Em resposta ao Ministério Público, o Ibama do governo Lula alega que não há prejuízos na concessão da licença tal como se deu.
Em ofício enviado ao MPF no último dia 23 de maio, a autarquia alega que tais consultas “não são aplicáveis às comunidades tradicionais, tais como populações ribeirinhas”, segundo sua “interpretação” da convenção 169 da Organização Internacional do Trabalho – da qual o Brasil é signatário.
Ainda em sua defesa, o Ibama relata que já foram realizadas cinco audiências públicas sobre a hidrovia no sudeste do Pará, entre os dias 1º e 5 de julho de 2019.
“No âmbito do licenciamento das obras de Dragagem e Derrocamento da Via Navegável do Rio Tocantins [hidrovia], o rito processual de consulta pública aos atingidos foi cumprido com a realização de audiências públicas na área de influência do empreendimento e foram consideradas válidas pelo Ibama”, segundo ofício obtido pela Pública.
No mesmo ofício, o Ibama informa que o licenciamento prosseguirá “somente a partir do requerimento da licença de instalação, acompanhada da proposta de Plano de Gestão Ambiental, com a descrição detalhada dos programas ambientais a serem desenvolvidos para mitigar e compensar os impactos”.
A postura do órgão indignou ribeirinhos.

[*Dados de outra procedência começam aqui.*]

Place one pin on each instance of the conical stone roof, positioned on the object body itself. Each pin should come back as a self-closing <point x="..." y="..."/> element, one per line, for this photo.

A associação das comunidades do Pedral repudiou o Ibama no último dia 7 de agosto, afirmando que “o Estudo de Impacto Ambiental desse empreendimento é muito falho, porque nós não fomos consultados e nem caracterizados com detalhes”.
“A sensação que fica é que, para os elaboradores do projeto, nós não existimos. Se não existimos, como vão medir os impactos dessa obra em nossas comunidades, nossas vidas sociais, nossos anciões, nossas crianças, jovens, mulheres e gerações futuras?”, afirmam os ribeirinhos por meio de nota.
À Pública, o presidente do Ibama disse que “audiências públicas com as populações afetadas sempre enriquecem o licenciamento ambiental, mas, legalmente, não decidem os empreendimentos”.
“Sabemos que uma hidrovia é ambientalmente mais sustentável que uma rodovia, mas não é por isso que toda hidrovia é viável. Por isso, aguardamos o recebimento dos estudos atualizados, e a partir daí vamos decidir pela concessão ou não da Licença de Instalação [da hidrovia]”, afirmou Rodrigo Agostinho.